Letzterer spricht sich dafür aus, unsere Lehrpläne von Büchern zu befreien, die mit Geschichten über zerfallende Familien und kriselnde Existenzen unnötig schlechte Laune verbreiten. Lieber die Erfolgsbiografien aus Silicon Valley: Musk statt Mann!
Ein Vorbild zeichnet sich dadurch aus, dass es jedermann möglich ist, seinem Beispiel zu folgen. Es kann gar nicht zu viele Personen geben, die sich Kraft ihres Geistes in den Dienst der Menschheit stellen. Nicht zu viele Ärzte wie Paul Ehrlich, nicht zu viele Musiker wie Clara Schumann, nicht zu viele Denker wie Carl Friedrich Gauß.
Der Bedarf an Multimilliardären dagegen ist auf diesem Planeten notwendigerweise begrenzt. Mit Superjachten durch die Weltmeere kreuzen, in privaten Raumschiffen zum Mond fliegen: Das kann nur, wer mit seinem Vermögen ganze Staatshaushalte im Würgegriff hält und Heerscharen von Angestellten allein für sich arbeiten lässt. Dieses Lebensmodell soll gar nicht andere inspirieren.
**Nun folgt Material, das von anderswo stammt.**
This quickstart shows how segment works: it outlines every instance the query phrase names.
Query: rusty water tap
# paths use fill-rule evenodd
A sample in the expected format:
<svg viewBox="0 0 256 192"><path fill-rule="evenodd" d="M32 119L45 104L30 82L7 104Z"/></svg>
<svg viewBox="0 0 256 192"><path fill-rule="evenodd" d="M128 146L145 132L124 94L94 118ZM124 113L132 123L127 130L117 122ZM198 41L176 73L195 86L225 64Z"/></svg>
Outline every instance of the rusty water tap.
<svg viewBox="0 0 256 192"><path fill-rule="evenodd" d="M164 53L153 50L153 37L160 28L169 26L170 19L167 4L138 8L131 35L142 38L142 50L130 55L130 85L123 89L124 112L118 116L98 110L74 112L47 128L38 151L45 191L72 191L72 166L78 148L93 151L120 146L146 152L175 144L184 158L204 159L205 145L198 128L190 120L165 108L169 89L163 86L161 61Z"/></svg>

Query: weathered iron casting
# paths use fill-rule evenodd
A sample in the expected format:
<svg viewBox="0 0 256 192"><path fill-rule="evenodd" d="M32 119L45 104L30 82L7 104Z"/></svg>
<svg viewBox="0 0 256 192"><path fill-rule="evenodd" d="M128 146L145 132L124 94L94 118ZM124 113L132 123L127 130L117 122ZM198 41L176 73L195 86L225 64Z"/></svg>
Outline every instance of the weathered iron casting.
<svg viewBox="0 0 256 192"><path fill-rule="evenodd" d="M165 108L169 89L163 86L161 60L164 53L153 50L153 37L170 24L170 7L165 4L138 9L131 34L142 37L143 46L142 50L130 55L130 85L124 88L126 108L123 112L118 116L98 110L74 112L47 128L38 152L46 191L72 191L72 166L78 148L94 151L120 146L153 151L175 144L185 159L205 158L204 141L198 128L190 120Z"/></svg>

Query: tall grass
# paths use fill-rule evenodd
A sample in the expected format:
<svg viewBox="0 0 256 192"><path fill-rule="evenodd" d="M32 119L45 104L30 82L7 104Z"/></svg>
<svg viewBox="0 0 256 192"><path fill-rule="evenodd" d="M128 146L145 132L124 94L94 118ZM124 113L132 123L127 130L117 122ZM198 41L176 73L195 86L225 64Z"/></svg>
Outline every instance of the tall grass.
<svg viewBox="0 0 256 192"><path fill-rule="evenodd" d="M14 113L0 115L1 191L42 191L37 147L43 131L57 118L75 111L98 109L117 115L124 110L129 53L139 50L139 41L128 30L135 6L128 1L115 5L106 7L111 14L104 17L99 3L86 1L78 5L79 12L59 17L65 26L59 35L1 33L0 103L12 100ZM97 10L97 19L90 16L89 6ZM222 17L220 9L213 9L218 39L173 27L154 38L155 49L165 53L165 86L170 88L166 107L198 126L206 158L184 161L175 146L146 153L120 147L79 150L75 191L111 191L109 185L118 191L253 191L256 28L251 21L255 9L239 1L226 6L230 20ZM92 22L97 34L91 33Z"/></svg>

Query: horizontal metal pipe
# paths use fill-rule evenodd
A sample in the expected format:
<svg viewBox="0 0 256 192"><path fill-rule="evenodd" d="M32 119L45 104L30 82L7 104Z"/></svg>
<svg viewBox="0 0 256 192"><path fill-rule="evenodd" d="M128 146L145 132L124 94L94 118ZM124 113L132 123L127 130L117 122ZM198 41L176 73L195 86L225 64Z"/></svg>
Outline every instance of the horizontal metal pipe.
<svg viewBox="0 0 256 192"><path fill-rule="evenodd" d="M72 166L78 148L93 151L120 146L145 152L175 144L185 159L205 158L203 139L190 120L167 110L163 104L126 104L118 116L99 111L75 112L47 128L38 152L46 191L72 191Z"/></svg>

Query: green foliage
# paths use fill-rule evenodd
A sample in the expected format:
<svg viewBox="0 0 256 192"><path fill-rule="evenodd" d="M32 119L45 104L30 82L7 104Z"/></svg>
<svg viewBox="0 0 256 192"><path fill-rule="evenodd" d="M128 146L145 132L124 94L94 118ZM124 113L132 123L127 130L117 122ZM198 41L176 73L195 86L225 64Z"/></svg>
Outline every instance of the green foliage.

Es ist im Gegenteil darauf angewiesen, dass möglichst wenige ihm nacheifern. Denn ohne Diener kein Herrscher, ohne Armut kein Reichtum.
Trugbild statt Vorbild
Nun schläft es sich ruhiger mit gutem Gewissen. Multimilliardäre erzählen deshalb gerne das Märchen vom Luxus für jedermann: Nähmen wir uns alle nur an ihnen ein Beispiel, so könnten auch wir bald auf dem Sonnendeck unserer eigenen Superjacht liegen. Selbst schuld, wer zu faul dazu ist! Doch dabei handelt es sich nicht um ein Vorbild. Sondern um ein Trugbild.
Denn die uns zur Nachahmung empfohlenen Erfolgsbiografien bringen der Menschheit weder Frieden noch Freiheit oder Wohlstand. Sie sind bestenfalls Lektionen in der Kunst des Vordrängelns, Ellenbogenausfahrens, Zerstörens. Ein Baumeister wie Balthasar Neumann wäre kaum auf die Idee gekommen, in erster Linie mit Abriss sein Geld zu verdienen – die Geistesgrößen unserer Tage nennen das „Disruption“ und sind stolz darauf.
Das Tübinger Pharmaunternehmen Curevac hat mit Musk seine Erfahrungen gesammelt. Erst übernahm dessen Firma Tesla einen Kooperationspartner und stoppte alle Forschungsprojekte. Dann reiste Curevac-Chef Franz-Werner Haas nach Kalifornien, um den Tesla-Cheftechnologen umzustimmen. „Er sagte: Ich verstehe kein Wort“, erzählte Haas später. „Aber ihr wollt offenbar eine alte Technik einreißen. Let‘s go!“
Einfach erstmal alles kaputtmachen, dann wird sich schon zeigen, welches neue Geschäft sich aus den Trümmern ziehen lässt. Wohin diese jahrelang gepflegte Huldigung des Prinzips verbrannter Erde führt, sehen wir jetzt. Sollte die Europäische Union es wagen, Elon Musks Plattform „X“ im Sinne ihrer medienrechtlichen Standards
zu regulieren, droht nach Aussage des künftigen US-Vizepräsidenten J.D. Vance der Nato-Austritt. Europa darf sich dann entscheiden, wem es seine Freiheit verkauft: einem russischen Despoten oder einem amerikanischen Geschäftsmann. Let‘s go.